I am so happy with the colors! The purple splash is so so soft. 
Mimi gets the purple splash, the green dogzilla is for Leo and the metallic blue ostrich is for mojo!! Lola got a new bb last fall she has yet to wear on a walk!

What do you all think? Oh and Mimi's bb tag came in too from etsy!





























Sent from Petguide.com Free App


----------



## AussieLass (Mar 1, 2012)

OoohWaaah, very gorgeous!!!


----------



## Jayda (Jun 15, 2012)

Zorana1125 said:


> Yay! I had ordered new buddy belts last Friday and they arrived today!
> 
> I am so happy with the colors! The purple splash is so so soft.
> Mimi gets the purple splash, the green dogzilla is for Leo and the metallic blue ostrich is for mojo!! Lola got a new bb last fall she has yet to wear on a walk!
> ...


I'd love to a picture of tiny Mimi with hers on!
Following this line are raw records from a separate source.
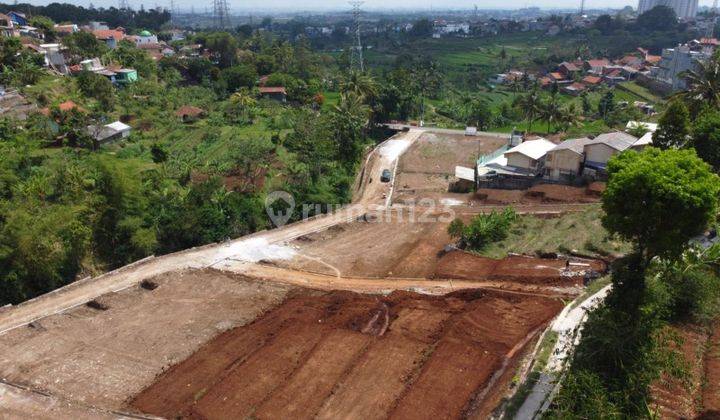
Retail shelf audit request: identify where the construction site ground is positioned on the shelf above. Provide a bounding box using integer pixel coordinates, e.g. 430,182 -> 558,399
0,130 -> 604,418
393,132 -> 508,204
132,290 -> 563,419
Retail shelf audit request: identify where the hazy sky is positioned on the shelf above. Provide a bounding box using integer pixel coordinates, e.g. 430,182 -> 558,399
22,0 -> 712,13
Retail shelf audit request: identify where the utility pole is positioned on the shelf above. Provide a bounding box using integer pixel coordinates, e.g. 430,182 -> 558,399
213,0 -> 230,29
350,0 -> 365,72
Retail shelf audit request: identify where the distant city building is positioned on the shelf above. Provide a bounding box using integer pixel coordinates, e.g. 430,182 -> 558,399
638,0 -> 698,19
651,45 -> 710,90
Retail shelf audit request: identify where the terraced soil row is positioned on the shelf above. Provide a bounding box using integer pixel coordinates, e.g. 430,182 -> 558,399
130,290 -> 562,419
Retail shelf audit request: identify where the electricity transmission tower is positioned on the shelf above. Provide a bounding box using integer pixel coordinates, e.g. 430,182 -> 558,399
350,0 -> 365,72
170,0 -> 180,27
213,0 -> 230,29
705,0 -> 718,38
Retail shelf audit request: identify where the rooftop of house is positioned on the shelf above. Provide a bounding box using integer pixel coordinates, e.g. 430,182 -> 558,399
582,76 -> 602,85
585,58 -> 610,67
633,135 -> 653,147
625,121 -> 658,133
550,137 -> 592,155
505,138 -> 555,164
92,29 -> 125,41
260,86 -> 287,95
105,121 -> 132,131
565,82 -> 585,90
58,101 -> 79,112
558,61 -> 580,71
587,131 -> 638,151
175,105 -> 205,117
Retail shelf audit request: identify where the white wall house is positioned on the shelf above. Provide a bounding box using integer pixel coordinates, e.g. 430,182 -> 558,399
584,131 -> 638,170
545,137 -> 592,181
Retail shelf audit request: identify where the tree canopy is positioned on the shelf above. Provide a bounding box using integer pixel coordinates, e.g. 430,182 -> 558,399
602,148 -> 720,261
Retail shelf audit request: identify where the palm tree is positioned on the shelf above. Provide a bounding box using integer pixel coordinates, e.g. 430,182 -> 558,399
340,70 -> 379,101
558,102 -> 582,131
515,89 -> 542,131
676,54 -> 720,115
540,94 -> 563,133
331,93 -> 371,162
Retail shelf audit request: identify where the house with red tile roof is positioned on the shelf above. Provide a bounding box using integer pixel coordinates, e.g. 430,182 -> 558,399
582,75 -> 602,87
563,82 -> 587,96
583,58 -> 610,74
260,86 -> 287,102
92,28 -> 125,49
558,61 -> 582,79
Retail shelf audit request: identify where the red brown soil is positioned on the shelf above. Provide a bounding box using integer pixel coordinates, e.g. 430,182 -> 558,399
130,290 -> 563,419
393,132 -> 507,203
434,251 -> 607,286
650,325 -> 708,419
702,324 -> 720,419
474,182 -> 605,204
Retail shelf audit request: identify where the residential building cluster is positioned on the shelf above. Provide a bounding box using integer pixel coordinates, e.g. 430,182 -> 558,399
475,121 -> 657,188
648,38 -> 719,92
489,49 -> 661,100
638,0 -> 698,19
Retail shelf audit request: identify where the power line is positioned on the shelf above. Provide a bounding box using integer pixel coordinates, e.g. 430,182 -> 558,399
213,0 -> 230,29
350,0 -> 365,72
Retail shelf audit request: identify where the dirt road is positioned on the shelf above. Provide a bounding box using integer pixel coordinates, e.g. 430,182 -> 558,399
0,130 -> 421,334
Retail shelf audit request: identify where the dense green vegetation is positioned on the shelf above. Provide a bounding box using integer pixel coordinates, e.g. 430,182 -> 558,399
481,205 -> 630,258
0,25 -> 384,304
0,3 -> 170,31
448,207 -> 517,251
550,148 -> 720,418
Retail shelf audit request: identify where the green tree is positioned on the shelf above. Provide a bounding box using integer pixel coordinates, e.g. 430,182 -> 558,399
408,18 -> 433,38
218,65 -> 258,94
330,94 -> 370,165
30,15 -> 57,43
448,207 -> 517,251
76,71 -> 115,112
602,147 -> 720,266
340,70 -> 379,103
105,40 -> 157,77
63,31 -> 108,63
199,32 -> 240,68
690,110 -> 720,171
598,90 -> 615,119
637,6 -> 677,31
653,100 -> 690,149
676,52 -> 720,116
515,89 -> 543,131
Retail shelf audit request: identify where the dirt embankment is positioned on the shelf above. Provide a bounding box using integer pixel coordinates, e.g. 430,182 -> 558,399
434,251 -> 607,286
131,290 -> 562,419
472,182 -> 605,204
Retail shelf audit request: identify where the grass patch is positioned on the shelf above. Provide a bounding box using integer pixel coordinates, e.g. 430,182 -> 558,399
570,275 -> 612,309
481,204 -> 630,258
503,370 -> 540,420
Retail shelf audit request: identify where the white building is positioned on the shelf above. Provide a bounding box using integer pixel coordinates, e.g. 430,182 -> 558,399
650,45 -> 709,90
638,0 -> 698,19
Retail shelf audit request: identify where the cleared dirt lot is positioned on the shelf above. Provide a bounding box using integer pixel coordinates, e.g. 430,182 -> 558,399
0,271 -> 292,410
393,132 -> 507,203
275,212 -> 606,286
476,182 -> 605,204
131,290 -> 562,419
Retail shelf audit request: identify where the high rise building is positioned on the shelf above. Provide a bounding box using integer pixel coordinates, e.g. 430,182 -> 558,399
638,0 -> 698,19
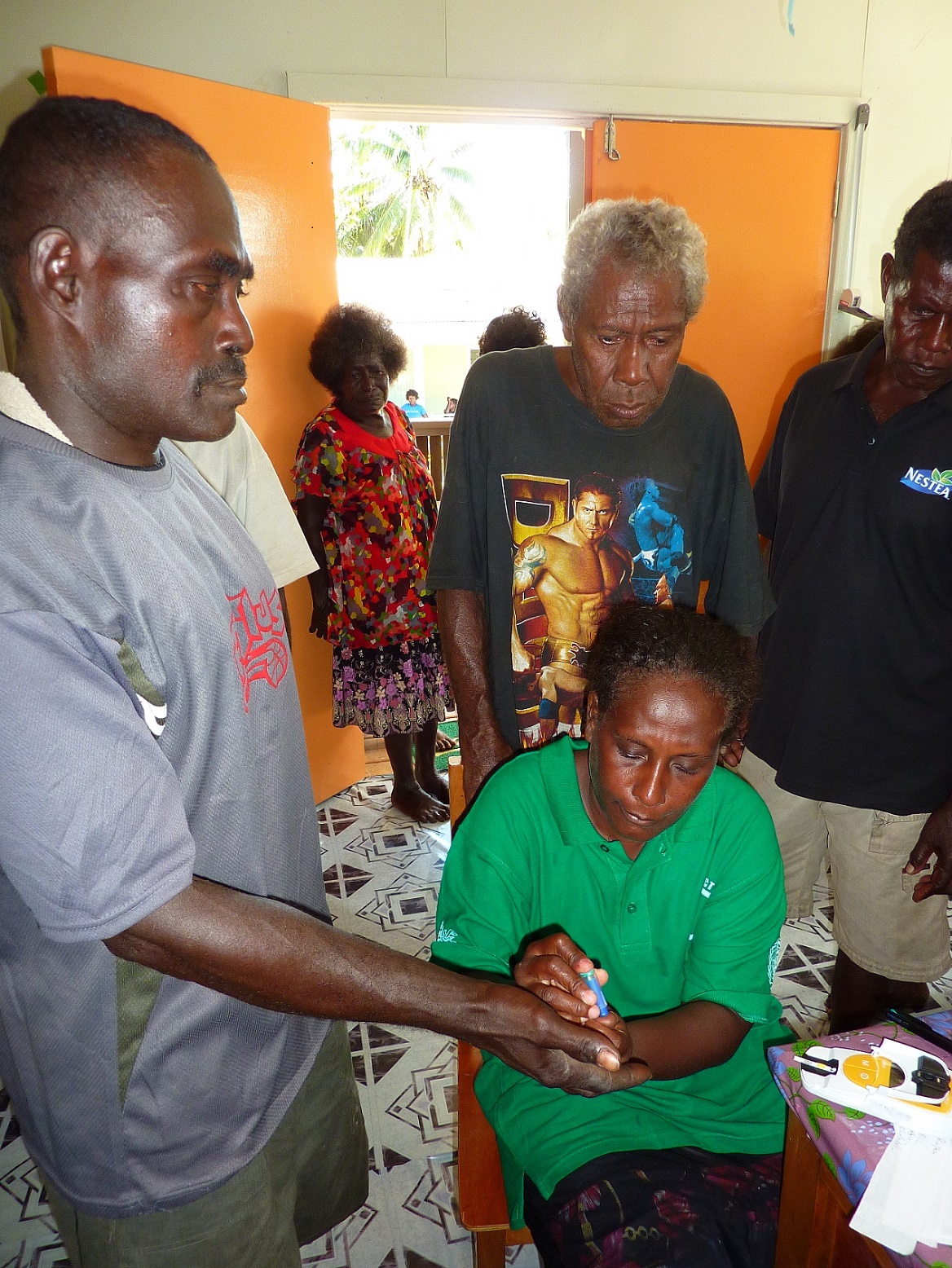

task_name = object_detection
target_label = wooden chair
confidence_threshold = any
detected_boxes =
[456,1041,532,1268]
[449,762,532,1268]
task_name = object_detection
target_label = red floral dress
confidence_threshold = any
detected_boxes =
[294,402,450,735]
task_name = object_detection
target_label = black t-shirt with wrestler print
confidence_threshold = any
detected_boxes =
[427,347,774,748]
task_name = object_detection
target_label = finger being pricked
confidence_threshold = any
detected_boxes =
[513,933,609,1021]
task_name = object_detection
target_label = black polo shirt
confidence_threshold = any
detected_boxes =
[747,336,952,814]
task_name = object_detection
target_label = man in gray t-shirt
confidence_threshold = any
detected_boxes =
[0,98,646,1268]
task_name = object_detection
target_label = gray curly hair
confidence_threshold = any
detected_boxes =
[559,198,707,326]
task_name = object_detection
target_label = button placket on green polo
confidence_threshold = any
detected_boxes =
[601,841,668,951]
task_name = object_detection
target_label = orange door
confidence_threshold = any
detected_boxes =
[43,48,365,801]
[591,119,840,474]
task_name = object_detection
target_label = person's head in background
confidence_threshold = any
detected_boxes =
[479,307,545,356]
[874,180,952,397]
[557,198,707,427]
[829,317,882,361]
[308,304,407,425]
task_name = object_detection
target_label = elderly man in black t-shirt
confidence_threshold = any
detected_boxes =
[740,182,952,1031]
[429,198,774,796]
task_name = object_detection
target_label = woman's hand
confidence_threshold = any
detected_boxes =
[513,933,632,1063]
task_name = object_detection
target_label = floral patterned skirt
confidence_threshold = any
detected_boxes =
[525,1149,783,1268]
[332,634,452,735]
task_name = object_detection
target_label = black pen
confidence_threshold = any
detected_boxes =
[882,1008,952,1052]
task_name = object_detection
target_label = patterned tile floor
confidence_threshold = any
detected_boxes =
[0,775,952,1268]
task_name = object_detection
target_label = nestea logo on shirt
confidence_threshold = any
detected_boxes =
[900,467,952,501]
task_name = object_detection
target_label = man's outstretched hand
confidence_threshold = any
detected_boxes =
[514,933,651,1086]
[902,799,952,903]
[478,983,651,1097]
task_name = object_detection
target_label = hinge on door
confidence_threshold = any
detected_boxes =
[605,114,621,162]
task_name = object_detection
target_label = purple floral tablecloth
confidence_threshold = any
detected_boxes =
[767,1010,952,1268]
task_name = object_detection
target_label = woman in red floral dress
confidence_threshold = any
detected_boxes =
[294,304,450,823]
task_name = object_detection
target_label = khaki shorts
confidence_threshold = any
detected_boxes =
[41,1022,368,1268]
[738,748,952,981]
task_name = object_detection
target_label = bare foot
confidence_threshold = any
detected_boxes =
[417,771,450,805]
[390,784,450,823]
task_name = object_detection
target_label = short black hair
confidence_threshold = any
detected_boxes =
[308,304,407,395]
[571,472,621,509]
[892,180,952,285]
[586,600,758,737]
[479,307,545,356]
[0,96,214,333]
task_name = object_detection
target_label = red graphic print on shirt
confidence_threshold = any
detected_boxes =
[228,588,288,712]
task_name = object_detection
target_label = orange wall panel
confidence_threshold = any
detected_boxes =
[592,119,840,474]
[43,48,365,801]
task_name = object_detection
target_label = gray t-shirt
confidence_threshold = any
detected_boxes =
[0,415,327,1217]
[427,347,774,748]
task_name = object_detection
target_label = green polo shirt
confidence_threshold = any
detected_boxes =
[432,738,790,1225]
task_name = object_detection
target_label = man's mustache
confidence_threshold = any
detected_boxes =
[196,354,249,395]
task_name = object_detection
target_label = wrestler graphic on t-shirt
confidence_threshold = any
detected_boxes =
[628,478,691,602]
[512,472,632,743]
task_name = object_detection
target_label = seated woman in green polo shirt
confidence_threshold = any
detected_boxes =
[434,604,788,1268]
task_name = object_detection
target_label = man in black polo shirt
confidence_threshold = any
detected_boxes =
[740,182,952,1031]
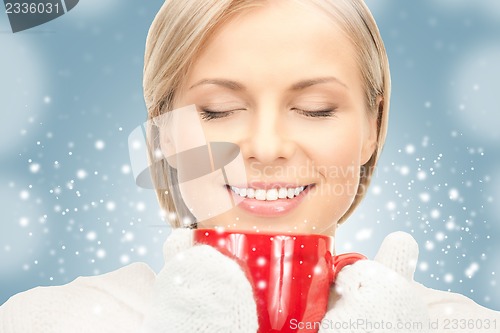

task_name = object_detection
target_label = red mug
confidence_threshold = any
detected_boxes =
[194,229,366,333]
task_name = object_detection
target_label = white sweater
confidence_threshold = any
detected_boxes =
[0,232,500,333]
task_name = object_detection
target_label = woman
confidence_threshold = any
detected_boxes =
[0,0,500,332]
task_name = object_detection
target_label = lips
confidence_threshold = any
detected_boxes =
[227,183,314,217]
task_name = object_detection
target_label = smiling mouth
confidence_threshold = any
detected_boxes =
[226,184,314,201]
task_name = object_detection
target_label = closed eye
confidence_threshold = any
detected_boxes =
[200,108,244,121]
[292,108,336,118]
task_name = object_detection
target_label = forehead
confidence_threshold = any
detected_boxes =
[182,0,360,92]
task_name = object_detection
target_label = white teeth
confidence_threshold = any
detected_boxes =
[231,186,305,201]
[266,188,278,200]
[255,190,266,200]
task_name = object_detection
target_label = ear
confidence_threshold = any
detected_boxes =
[361,96,384,165]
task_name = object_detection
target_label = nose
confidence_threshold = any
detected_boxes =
[240,109,296,165]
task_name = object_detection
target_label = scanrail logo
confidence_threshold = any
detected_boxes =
[4,0,79,33]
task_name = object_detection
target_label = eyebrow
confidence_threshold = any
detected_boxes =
[189,76,348,91]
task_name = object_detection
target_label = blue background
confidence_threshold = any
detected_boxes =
[0,0,500,310]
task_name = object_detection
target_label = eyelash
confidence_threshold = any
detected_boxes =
[200,108,335,121]
[292,108,335,118]
[200,108,238,121]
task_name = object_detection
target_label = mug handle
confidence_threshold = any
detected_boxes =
[330,252,367,284]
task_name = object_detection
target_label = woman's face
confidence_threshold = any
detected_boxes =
[168,1,377,235]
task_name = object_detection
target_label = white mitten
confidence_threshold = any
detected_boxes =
[0,263,155,333]
[142,229,258,333]
[320,232,429,333]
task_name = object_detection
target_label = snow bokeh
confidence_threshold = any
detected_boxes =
[0,35,50,154]
[450,46,500,147]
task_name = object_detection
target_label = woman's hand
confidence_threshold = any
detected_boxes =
[142,229,258,333]
[320,232,429,333]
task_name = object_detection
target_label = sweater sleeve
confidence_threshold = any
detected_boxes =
[415,282,500,333]
[0,263,155,333]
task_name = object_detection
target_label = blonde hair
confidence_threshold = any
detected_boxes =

Love the splash color!


----------



## KrystalLeigh (Aug 17, 2011)

LOVE them!!! I especially like the blue ostrich and I think it will look awesome on Mojo. I think we need a fashion show! I can't stop looking at them, they're so pretty.


----------



## Zorana1125 (Oct 24, 2010)

Thanks girls!!

Jayda, I ordered Mimi a size 2 and it's huge on her!! She will probably fit it in a month or so. I had Bryan weigh her the other day holding her on a scale and it said 2.2lbs, which I thought was crazy and now that the size 2 bb is ginormous, I really don't think that's right. She had a vet appt Monday, can't wait to see how much she weighs!


Sent from Petguide.com Free App


----------



## Zorana1125 (Oct 24, 2010)

KrystalLeigh said:


> LOVE them!!! I especially like the blue ostrich and I think it will look awesome on Mojo. I think we need a fashion show! I can't stop looking at them, they're so pretty.


Thanks! I love them too!! I'll try to snap some pics tomorrow for everyone!! 


Sent from Petguide.com Free App


----------



## Lindsayj (Apr 18, 2012)

So cute! I really like the color of Mojo's! We needs pictures of them in the harnesses! A size 2 doesn't seem right to me for a baby! Chloe is a size 2 and she weighs 4 pounds! She's a skinny/tall 4 pounds, but still! What are her measurements? Chloe is 11.5 inches right behind her front legs. Chloe chewed through her BB on the first day we got it. I wonder if the nicer ones would be softer and she'd be less likely to chew through? What do you think?


----------



## Zorana1125 (Oct 24, 2010)

ljwilson said:


> So cute! I really like the color of Mojo's! We needs pictures of them in the harnesses! A size 2 doesn't seem right to me for a baby! Chloe is a size 2 and she weighs 4 pounds! She's a skinny/tall 4 pounds, but still! What are her measurements? Chloe is 11.5 inches right behind her front legs. Chloe chewed through her BB on the first day we got it. I wonder if the nicer ones would be softer and she'd be less likely to chew through? What do you think?


Oh Lindsay! I remember when Chloe did that!!! I was so sad! I bought a size 2 so she can grow into it, I don't think a size 1 would have lasted very long. I bought her a pink pinkaholic harness for now. I think she would chew through a BB right now, she chews everything in sight. 

If Chloe is still a chewer, I wouldn't get another BB, or at least only let her wear it when supervised by you. They can definitely be chewed through. 


Sent from Petguide.com Free App


----------



## Lindsayj (Apr 18, 2012)

Zorana1125 said:


> Oh Lindsay! I remember when Chloe did that!!! I was so sad! I bought a size 2 so she can grow into it, I don't think a size 1 would have lasted very long. I bought her a pink pinkaholic harness for now. I think she would chew through a BB right now, she chews everything in sight.
> 
> If Chloe is still a chewer, I wouldn't get another BB, or at least only let her wear it when supervised by you. They can definitely be chewed through.
> 
> ...


Then it definitely makes sense to get a size 2! They are too expensive to get one for her just to grow right out of. 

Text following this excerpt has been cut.